Learning about learning
A Little Knowledge is a dangerous Thing
When we were in high school, many of us had the experience of participating in theatre. Perhaps it was on stage, perhaps it was behind stage. We had fun, and got a taste of what goes into making theatre. For those of us who have seen shows on Broadway, or other professional productions, there is no comparison to what is produced in the auditorium of XYZ High, a community players group and a show produced by professionals. They have mastered the craft and execute it well. Those of us with the beginners' taste of show business understand some of what goes on, but only a small fragment of what it really takes. I never realized how much behind-the-scenes thinking and analysis goes on, or the painstaking detail to get just the right prop or costume or flooring for the set. Heck, in high school, we memorized our lines, helped with costumes and makeup, and spent a month or two after school practicing, thenTA-DA! there was a show. In the professional realms there is thinking and trying and tweaking and tech rehearsals and blocking and lots of conversation. I've loved the glimpse into this world these activities around Trinity's shows afforded me to gain a better understanding of it all, but this certainly does not make me a theatre expert.

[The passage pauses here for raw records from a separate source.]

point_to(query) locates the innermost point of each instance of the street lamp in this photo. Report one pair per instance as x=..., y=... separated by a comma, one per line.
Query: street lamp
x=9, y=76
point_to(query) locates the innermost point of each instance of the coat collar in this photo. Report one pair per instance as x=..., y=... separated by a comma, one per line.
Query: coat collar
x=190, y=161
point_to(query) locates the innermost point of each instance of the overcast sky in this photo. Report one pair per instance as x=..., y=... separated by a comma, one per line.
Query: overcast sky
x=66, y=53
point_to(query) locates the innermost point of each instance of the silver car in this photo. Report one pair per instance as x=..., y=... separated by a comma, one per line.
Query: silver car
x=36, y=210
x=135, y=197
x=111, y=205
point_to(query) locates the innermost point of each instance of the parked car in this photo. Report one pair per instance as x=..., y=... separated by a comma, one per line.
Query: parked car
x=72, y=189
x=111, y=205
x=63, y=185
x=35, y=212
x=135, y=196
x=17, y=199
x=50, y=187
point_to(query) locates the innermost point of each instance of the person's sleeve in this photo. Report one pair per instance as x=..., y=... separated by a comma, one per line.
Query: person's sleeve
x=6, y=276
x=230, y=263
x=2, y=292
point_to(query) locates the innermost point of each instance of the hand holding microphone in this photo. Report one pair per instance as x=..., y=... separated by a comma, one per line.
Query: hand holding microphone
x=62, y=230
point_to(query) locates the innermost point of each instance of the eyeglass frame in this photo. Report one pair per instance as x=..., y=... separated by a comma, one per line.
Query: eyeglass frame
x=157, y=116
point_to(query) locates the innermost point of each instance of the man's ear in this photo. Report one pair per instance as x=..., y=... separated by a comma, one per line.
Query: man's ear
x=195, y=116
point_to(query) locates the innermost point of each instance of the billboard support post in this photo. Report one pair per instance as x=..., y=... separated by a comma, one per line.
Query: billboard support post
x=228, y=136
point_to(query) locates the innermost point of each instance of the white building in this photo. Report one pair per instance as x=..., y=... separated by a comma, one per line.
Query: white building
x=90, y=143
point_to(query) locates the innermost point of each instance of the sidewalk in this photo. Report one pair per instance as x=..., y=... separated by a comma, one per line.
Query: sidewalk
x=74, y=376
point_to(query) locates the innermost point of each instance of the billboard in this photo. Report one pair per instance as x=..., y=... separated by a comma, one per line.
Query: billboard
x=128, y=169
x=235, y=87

We All Know How to Learn, Right?
Similarly, we've all been to school in some form or another. Many of us have advanced through college and completed a degree or two, labeling us experts in something-or-other. This does not make us experts in learning or how people learn or creating materials to facilitate that process. Many people I've worked with over the years as subject matter experts (SMEs) would disagree with that. They are experts in a computer system or company product or algebra or biology or whatever it is that we have been tasked to create learning for others about. As a team, it's the SME and me. (Doesn't that sound like a TV show?) I don't challenge the SME on his or her expertise on the subject, yet we play tug of war for hours on how to help learners grasp it. If most SMEs had their way all training or elearning pieces or college courses would be
LONG verbose treatises
filled with jargon, zillions of minute details and tons of irrelevant material
that would take you days and days and days to read,
yet we are somehow supposed to condense this into a one hour elearning or some other impossible task.
So we fight. I skinny it down, and they puff it back up again. It gets even worse when you have a committee working on the review as they agonize whether the word should be validate or authorize or the color of the shirt on the person in the photograph.
I always work with my SMEs to come up with a single sentence goal for the course about what the learner should know and do at the end. I push them to get this down to that high level overview, then use it like a mantra to help them focus on the goal. Will knowing every exception to the rule helps us achieve said goal? No. So we shelve the exceptions for another course, or an addendum after the learner has gained what we wanted them to.
Teacher by training, learner by design.